Configure a fault handling policy for a pod - Elastic Container Instance

By default, the system automatically retries to recreate an Elastic Container Instance-based pod after the pod fails to be created. If you want to quickly obtain the creation result and handle the fault at the earliest opportunity, you can modify the fault handling policy of the pod.

Configuration description

You may fail to create a pod on a virtual node due to insufficient resources. By default, the system automatically reschedules resources and tries to recreate the pod. You can add the k8s.aliyun.com/eci-fail-strategy annotation to configure the fault handling policy of the pod and specify whether to recreate the pod after the pod fails to be created.

Important

Annotations must be added to the metadata in the configuration file of the pod. For example, when you create a Deployment, you must add annotations in the spec.template.metadata section.
To use features of Elastic Container Instance, you can add annotations only when you create Elastic Container Instance-based pods. If you add or modify annotations when you update pods, these annotations do not take effect.

The following table describes the valid values of the k8s.aliyun.com/eci-fail-strategy annotation.
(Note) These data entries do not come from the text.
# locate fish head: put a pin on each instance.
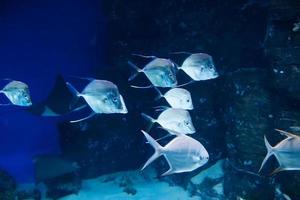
(19, 96)
(200, 67)
(112, 102)
(186, 126)
(201, 158)
(162, 76)
(186, 102)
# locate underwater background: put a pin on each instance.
(255, 48)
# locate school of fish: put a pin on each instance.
(183, 153)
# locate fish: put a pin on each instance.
(18, 93)
(161, 72)
(57, 103)
(183, 153)
(174, 119)
(286, 152)
(199, 67)
(102, 96)
(177, 98)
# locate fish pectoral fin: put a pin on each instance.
(166, 136)
(171, 131)
(88, 117)
(160, 108)
(170, 171)
(285, 133)
(279, 169)
(143, 56)
(184, 84)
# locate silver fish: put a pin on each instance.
(183, 154)
(18, 93)
(161, 72)
(174, 119)
(102, 96)
(286, 152)
(199, 66)
(177, 98)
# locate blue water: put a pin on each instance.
(39, 40)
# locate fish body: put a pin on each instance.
(183, 154)
(18, 93)
(178, 120)
(102, 96)
(179, 98)
(161, 72)
(286, 152)
(199, 67)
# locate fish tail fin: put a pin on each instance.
(72, 89)
(160, 95)
(181, 52)
(177, 66)
(270, 152)
(157, 147)
(148, 118)
(75, 93)
(137, 70)
(141, 87)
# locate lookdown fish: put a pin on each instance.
(199, 66)
(286, 152)
(161, 72)
(58, 101)
(102, 96)
(183, 153)
(177, 98)
(174, 119)
(18, 93)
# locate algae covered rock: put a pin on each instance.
(248, 116)
(7, 186)
(282, 46)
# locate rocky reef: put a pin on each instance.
(255, 49)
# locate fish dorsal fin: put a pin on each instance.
(181, 52)
(187, 83)
(171, 169)
(83, 78)
(285, 133)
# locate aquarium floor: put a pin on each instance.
(113, 186)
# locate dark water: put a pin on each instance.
(254, 49)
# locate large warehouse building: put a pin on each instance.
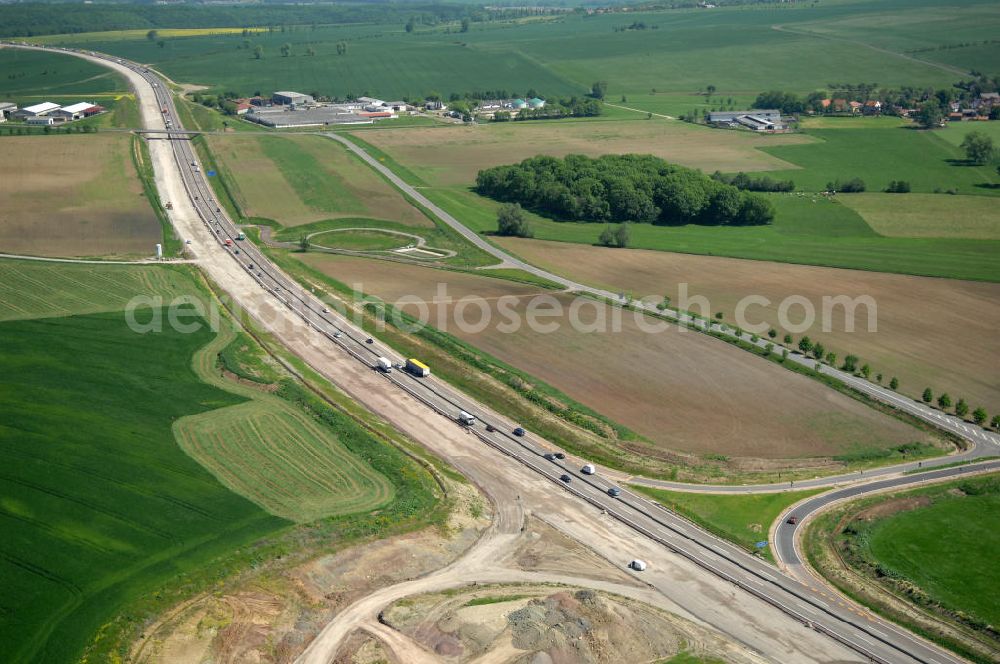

Value	Description	Scenario
fail-back	After a pod fails to be created, the system automatically tries to recreate the pod. The pod remains in the Pending state until it is successfully recreated. After the pod is recreated, the status of the pod changes to the Running state.	You require a high success rate and can accept the delayed delivery of pods.
fail-over	The effects of fail-over and fail-back are the same.
fail-fast	After a pod fails to be created, the system directly reports an error. The pod is in the ProviderFailed state. The upper-layer orchestration determines whether the system retries to recreate the pod or schedules the pod to a real node.	You require high efficiency and want to quickly deliver pods. The system provides optimized fault handling logic.

Note

We recommend that you do not use the k8s.aliyun.com/eci-reschedule-enable annotation to configure rescheduling.

Configuration example

apiVersion: apps/v1
kind: Deployment
metadata:
  name: test
  labels:
    app: test
spec:
  replicas: 1
  selector:
    matchLabels:
      app: nginx
  template:
    metadata:
      name: nginx-test
      labels:
        app: nginx
        alibabacloud.com/eci: "true" 
      annotations:
        k8s.aliyun.com/eci-fail-strategy: "fail-fast" # If a pod fails to be created, the system directly reports an error without attempting to recreate the pod.
        k8s.aliyun.com/eci-use-specs: "ecs.c6.large"
    spec:
      containers:
      - name: nginx
        image: registry.cn-shanghai.aliyuncs.com/eci_open/nginx:1.14.2
        ports:
        - containerPort: 80

In the preceding sample YAML file, the fault handling policy of the pod is fail-fast. If the pod remains in the Pending state for a long period of time, you can view the pod status.reason.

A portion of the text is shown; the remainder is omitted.